I was never skinny. My build comes more from my Mom’s side of the family, which tends to shapes that favor a bit of muscle…or bulk if you’re not healthy. With 190 as my goal weight, it’s easy to tell I don’t burn fuel as fast as my old man. Walking was not going to cut it.

My diet did change. I rarely indulge in junk food, and fast food places like Wendy’s have become a very occasional pleasure, along with fried stuff. It boils down to portion control and calories, and being mindful of both. As a bachelor, I find those single serving packages of vegetables and side dishes perfect, as it saves from cooking a lot of food and overeating.

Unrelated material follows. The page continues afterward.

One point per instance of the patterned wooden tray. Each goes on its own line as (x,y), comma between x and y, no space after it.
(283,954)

For exercise… well as I said before I can’t do it at home. Going to the gym is far more effective for me, and I work out there six days a week. My routine alternates between weights and cardio. For weights I shift between three different workouts, changing the line-up from week to week to keep from falling into a rut. Cardio consists of an hour on the elliptical, and I prefer that over bikes or treadmills by a factor of a hojillion. My knees thank me for that decision.

It’s been working. I plateaued at 210 for a long while before my trainer suggested I get to the gym earlier in the morning, working out before breakfast. Two weeks later and three pounds lighter, I found it to be sound advice.

Even though progress is slow by some standards, it’s still progress and that goal of 190 looks attainable. Dropping six inches from my waist doesn’t hurt matters either, and more importantly, it’s a change I can maintain. I know the weight I lost is staying off, and I’ve been a lot happier (and healthier) since I started. In the end, that’s all that matters.